[monk_the_dog]

| but a more technical understanding requires the knowledge that rvalue references can bind to any l- or rvalue

I don't think that's true. rvalue references can only bind to rvalues.

Here's a complete program. foo(i) won't compile bacause i is not an rvalue. bar(i) will compile, and foo(1) will compile.

#include <iostream>

using namespace std;

int foo(int&& i){ return i; }

template<class T> T bar(T&& i){ return i; }

int main() { int i=0; cout << foo(i) << endl;

   return 0;

}

edit: I am replying humbly.
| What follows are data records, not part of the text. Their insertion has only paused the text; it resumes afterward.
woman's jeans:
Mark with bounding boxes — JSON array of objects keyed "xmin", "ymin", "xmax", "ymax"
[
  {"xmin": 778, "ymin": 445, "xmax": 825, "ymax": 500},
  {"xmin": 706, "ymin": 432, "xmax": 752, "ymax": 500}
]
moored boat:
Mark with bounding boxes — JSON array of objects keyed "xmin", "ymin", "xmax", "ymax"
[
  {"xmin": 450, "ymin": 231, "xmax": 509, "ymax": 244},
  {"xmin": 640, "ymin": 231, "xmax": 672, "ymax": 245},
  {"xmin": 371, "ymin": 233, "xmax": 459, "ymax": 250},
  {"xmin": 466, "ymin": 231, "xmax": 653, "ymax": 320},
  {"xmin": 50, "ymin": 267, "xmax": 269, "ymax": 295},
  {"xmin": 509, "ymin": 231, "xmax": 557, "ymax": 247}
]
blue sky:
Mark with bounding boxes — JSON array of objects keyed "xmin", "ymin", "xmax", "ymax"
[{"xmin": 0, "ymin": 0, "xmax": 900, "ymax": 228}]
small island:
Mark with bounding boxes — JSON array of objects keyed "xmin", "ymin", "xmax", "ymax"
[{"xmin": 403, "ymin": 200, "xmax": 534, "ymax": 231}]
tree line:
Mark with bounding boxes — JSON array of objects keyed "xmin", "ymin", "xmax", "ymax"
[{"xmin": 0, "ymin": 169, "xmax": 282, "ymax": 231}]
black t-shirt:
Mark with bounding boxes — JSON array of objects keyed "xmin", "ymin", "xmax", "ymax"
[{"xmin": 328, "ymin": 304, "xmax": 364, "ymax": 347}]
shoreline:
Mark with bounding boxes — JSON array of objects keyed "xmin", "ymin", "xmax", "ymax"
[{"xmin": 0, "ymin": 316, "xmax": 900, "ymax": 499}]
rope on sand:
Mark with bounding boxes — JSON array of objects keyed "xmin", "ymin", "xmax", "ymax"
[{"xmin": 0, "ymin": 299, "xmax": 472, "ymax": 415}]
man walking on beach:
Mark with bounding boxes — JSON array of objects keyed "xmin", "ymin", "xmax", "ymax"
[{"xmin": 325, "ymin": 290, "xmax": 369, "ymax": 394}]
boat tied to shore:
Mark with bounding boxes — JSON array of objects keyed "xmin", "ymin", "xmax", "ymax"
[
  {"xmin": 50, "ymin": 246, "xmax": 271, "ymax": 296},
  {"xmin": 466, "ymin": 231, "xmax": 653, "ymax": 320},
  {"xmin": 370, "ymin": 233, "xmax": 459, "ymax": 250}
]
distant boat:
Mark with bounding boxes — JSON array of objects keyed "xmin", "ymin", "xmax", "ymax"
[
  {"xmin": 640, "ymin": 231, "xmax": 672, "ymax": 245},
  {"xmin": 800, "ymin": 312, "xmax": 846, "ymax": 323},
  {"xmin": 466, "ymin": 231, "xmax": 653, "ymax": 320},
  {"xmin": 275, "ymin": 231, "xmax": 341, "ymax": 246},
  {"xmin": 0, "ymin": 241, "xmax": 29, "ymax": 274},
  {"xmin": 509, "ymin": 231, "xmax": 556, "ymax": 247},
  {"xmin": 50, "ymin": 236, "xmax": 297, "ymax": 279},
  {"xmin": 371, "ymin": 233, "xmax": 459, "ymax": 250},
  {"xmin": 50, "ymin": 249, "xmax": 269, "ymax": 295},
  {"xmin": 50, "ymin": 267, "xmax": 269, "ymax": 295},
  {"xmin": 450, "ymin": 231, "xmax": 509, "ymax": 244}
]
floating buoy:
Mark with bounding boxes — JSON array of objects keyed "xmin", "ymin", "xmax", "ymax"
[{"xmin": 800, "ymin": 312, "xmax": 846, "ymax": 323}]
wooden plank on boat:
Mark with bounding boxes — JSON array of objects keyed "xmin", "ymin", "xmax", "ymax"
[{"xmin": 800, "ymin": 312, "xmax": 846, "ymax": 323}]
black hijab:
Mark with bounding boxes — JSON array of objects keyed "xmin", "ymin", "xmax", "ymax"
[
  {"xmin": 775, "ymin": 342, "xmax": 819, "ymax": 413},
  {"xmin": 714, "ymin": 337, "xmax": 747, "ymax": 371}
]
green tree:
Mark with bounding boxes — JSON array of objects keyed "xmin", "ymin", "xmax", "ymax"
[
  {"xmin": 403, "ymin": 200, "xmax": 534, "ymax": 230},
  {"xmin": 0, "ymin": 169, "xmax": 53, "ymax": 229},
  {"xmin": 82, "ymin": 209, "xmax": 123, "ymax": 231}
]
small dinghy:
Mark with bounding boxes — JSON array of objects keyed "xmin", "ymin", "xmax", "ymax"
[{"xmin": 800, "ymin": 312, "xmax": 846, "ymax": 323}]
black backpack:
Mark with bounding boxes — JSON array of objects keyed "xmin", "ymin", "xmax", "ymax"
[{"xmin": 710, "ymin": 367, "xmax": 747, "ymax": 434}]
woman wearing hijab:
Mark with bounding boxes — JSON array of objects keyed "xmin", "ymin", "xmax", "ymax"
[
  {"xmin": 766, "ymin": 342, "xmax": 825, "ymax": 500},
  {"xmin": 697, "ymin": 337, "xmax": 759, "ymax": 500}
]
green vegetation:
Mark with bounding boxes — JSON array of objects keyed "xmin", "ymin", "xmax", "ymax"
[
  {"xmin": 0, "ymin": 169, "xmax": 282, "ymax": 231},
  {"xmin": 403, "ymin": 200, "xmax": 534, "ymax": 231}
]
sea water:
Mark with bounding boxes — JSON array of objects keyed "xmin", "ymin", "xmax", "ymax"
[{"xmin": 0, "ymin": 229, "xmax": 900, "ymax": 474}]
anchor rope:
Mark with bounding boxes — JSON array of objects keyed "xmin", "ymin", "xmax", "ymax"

C++ is a complex language and I might very well be wrong.

[splinterofchaos]

I did not mean "any rvalue-reference" and bind to "any l- or rvalue", but that you can have an "int &&", "int& &&", "const int& &&", and even "int&& &&". I updated my comment to say "can be made from" instead "can bind to".

Your code example does not work because you call "foo" instead of "bar". But consider this one:

#include <iostream>

using namespace std;

template<class T> T bar(T&& i){ return std::forward<T>(i); }

int main() {

  int i=0;

  cout << bar<int&&>(6) << endl;

  return 0;

}

[monk_the_dog]

Maybe you're confusing reference collapsing with universal references?

In your example, replace bar<int&&>(6) to bar<int&&>(i).

It won't compile because i is not an r value. bar(i) will compile, because the template parameter is a universal reverence that will become an lvalue (not an rvalue) through reference collapsing.

[splinterofchaos]

I called "bar" with "<int&&>" to demonstrate that you can bind an rvalue-ref to an rvalue-ref, not to suggest that's how it should be called.